Human Resources

In a comment to one of PZ’s posts, jeanmeslier wrote:

Imagine being reduced to a resource …

Don’t get me started on the “Human Resources” paradigm of business management.

OK, you got me started.

The Human Resources paradigm is fundamentally flawed because it denies the moral distinction between people and things.

Oh, it makes operational distinctions:  it recognizes that people are more complicated than “other things”; and it recognizes that people are more “costly” than “other things”; but it asserts positively that managers ought to treat their employees decently for the same set of reasons that, say, carpenters sharpen their saws.

It’s that “for the same set of reasons” bit that’s the error; and it’s an error that can’t be fixed.  You can’t wash it off and peel the skin; it’s rotten to the core.  All you can do is throw it away and hope that the next one isn’t so disgusting.

OK, having gotten that off my chest, I’ll back off slightly and allow as how the Human Resources paradigm does have one bit of utility:  it presents an argument that the Mr. and Ms. WIIFMs* of the world can comprehend.

*WIIFM — pronounced WIFum — “What’s in it for me?” — actually taught as a Good Thing in pseudoscientific pop psychology classes at the American Management Association.


  1. Katydid says

    20 years ago, I worked for a small company (less than 50 people) that hosted an annual summer picnic for the employees: hamburgers, hot dogs, potato chips…that kind of thing.
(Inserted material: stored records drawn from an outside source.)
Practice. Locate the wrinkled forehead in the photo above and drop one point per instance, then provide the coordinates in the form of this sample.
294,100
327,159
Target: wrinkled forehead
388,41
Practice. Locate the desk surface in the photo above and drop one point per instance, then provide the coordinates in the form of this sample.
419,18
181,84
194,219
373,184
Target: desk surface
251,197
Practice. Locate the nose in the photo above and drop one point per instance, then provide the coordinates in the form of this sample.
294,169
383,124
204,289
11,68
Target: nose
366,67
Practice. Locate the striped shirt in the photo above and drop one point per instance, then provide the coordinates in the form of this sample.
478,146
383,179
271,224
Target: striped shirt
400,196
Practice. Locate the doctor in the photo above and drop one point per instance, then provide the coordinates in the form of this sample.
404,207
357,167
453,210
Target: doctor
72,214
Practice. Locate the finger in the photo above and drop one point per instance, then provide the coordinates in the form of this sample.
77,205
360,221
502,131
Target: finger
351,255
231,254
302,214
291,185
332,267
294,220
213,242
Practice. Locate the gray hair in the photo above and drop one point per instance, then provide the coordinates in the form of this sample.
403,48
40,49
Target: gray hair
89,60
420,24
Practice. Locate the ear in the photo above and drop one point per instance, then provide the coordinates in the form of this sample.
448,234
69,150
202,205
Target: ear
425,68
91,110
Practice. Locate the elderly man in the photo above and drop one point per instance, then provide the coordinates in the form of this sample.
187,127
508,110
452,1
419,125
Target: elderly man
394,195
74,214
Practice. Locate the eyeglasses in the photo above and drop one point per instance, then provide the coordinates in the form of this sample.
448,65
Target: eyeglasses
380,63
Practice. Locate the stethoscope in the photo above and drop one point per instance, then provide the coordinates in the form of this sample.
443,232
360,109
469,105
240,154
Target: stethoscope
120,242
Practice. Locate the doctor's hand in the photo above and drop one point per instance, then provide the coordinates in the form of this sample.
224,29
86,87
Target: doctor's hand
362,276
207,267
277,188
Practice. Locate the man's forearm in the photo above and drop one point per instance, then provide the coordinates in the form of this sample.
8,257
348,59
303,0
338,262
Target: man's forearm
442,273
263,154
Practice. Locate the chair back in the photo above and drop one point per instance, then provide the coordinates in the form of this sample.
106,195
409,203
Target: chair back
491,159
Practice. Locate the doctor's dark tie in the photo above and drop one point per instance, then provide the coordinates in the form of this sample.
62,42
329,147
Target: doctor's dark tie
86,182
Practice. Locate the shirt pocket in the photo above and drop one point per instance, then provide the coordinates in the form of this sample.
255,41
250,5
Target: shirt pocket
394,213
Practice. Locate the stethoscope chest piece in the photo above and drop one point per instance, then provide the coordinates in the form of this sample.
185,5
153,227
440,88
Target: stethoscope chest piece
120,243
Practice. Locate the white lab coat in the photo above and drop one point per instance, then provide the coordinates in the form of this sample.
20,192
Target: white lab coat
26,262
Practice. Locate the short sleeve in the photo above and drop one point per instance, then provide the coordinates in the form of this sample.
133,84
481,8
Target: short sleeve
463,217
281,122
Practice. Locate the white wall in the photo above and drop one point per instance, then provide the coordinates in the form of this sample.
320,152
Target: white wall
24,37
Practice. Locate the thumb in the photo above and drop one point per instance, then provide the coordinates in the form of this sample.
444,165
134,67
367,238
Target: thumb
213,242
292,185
The first year I was there, the company owner was sitting at a picnic bench with a couple of the leadership, so I did the polite thing and approached and thanked him for hosting the picnic. As I walked away, the owner referred to me as “headcount”. I debated what to do about it, then turned around and said, “Yeah, the headcount whose work earned you that Bentley you drive.” LOL He didn’t even look embarrassed to be called out.

  2. lanir says

    I had a similar reaction when economics classes tried to tell me that people are happy when they’re buying things. They really thought me and everyone there was some special kind of stupid. Both high school and college level classes, too.

    The main problem I have with human resources is that it’s all a lie. They want you to come to them with problems but if you do, you always have to be prepared to find out you’re the problem in their view. None of the facts matter unless they’re awful enough to guarantee you a swift court victory. And since the court system is much more in favor of corporations than people, almost nothing qualifies for this. Example: #MeToo didn’t come from the courts. It came about because the courts weren’t doing their jobs.

    If they weren’t lying about wanting to help employees when things go sideways at work they would be on about the same level as the accounting department. As long as they weren’t making your job go away you could safely ignore them. They’d act like you’d expect of any other part of a corporation: solely in the corporate interests as defined by owners and shareholders. And that wouldn’t stand out at all.

  3. John Morales says

    What about human capital?

    (Often used in discussion of the implications of various nations’ population pyramids)

  4. dianne says

    They renamed human resources “talent acquisition” where I work. Now I feel like I have this job because I failed to evade the tranq dart.